While President Obama touted a middle-class-centric economic agenda at Lake Harriet on Friday, House Minority Leader Nancy Pelosi was a few miles away focusing on voters who Democrats see as pivotal to their political success: women.

Pelosi, the former U.S. House speaker from San Francisco, participated in a discussion that's part of an economic agenda being promoted by House Democrats that they've dubbed, "When Women Succeed, America Succeeds." It includes three principal policy goals: fair pay, paid leave and affordable child care options.

"What is the best thing we can do to grow our economy? Unleash the power of women in our economy," Pelosi told a group of about four dozen invited guests at Temple Israel in Minneapolis.

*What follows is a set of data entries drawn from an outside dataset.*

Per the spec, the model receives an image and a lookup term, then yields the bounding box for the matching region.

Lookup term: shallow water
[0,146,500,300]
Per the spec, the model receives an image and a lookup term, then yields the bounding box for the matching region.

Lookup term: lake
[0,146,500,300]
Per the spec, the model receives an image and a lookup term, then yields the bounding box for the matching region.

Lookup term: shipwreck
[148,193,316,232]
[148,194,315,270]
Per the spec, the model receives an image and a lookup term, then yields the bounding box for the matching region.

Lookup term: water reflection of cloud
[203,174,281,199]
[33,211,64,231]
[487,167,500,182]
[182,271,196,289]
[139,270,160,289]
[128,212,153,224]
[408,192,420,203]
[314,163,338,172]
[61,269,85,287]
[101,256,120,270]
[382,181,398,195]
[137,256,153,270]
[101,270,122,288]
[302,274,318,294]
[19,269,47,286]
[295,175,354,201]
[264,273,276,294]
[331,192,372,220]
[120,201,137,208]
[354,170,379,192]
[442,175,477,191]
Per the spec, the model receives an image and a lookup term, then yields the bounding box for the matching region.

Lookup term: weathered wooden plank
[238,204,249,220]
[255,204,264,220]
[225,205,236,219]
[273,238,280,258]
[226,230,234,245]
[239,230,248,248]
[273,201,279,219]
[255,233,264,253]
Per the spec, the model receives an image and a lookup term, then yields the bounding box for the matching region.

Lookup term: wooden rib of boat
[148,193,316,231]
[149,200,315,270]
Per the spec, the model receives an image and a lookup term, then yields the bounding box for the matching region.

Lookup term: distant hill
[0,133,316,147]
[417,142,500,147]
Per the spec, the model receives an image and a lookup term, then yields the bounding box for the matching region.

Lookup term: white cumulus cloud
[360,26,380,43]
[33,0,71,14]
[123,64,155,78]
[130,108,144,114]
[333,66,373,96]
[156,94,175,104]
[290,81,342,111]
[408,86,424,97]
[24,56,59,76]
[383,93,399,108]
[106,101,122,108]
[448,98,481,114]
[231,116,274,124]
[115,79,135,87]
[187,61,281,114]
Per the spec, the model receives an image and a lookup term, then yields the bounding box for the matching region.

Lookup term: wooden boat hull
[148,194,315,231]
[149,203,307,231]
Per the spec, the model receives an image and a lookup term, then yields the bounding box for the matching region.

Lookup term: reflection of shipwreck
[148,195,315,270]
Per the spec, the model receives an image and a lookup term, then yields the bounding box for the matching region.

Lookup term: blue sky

U.S. Rep. Keith Ellison joined Pelosi for the discussion, which also included several women who shared stories of challenges in the workforce.

House Democrats have held about 70 such sessions in recent months, with Pelosi participating in nearly 30.

Obama and Pelosi attended a Thursday night fundraiser in Minneapolis for the Democratic Congressional Campaign Committee, which defends Democratic-held seats in the U.S. House and funds candidates trying to unseat Republicans.

Asked about U.S. House races in Minnesota this year, Pelosi said the top priority was holding on to seats of three Democratic incumbents in outstate Minnesota: Rick Nolan in northeastern Minnesota, Collin Peterson in western Minnesota and Tim Walz in southern Minnesota. Ellison and Rep. Betty McCollum represent Minneapolis- and St. Paul-based districts with high numbers of Democrats.

Tyler Q. Houlton, spokesman for the National Republican Congressional Committee, said Pelosi is "right to be worried about Rick Nolan and Collin Peterson's re-election chances in November. No amount of Pelosi's money will erase their long voting records."

The economic agenda laid out by Pelosi and Ellison is similar to a package of new laws that Minnesota legislators and Gov. Mark Dayton passed and signed into law earlier this year. That package, called the Women's Economic Security Act, included law changes meant to shrink pay differentials between men and women, and other changes intended to increase women's earning power.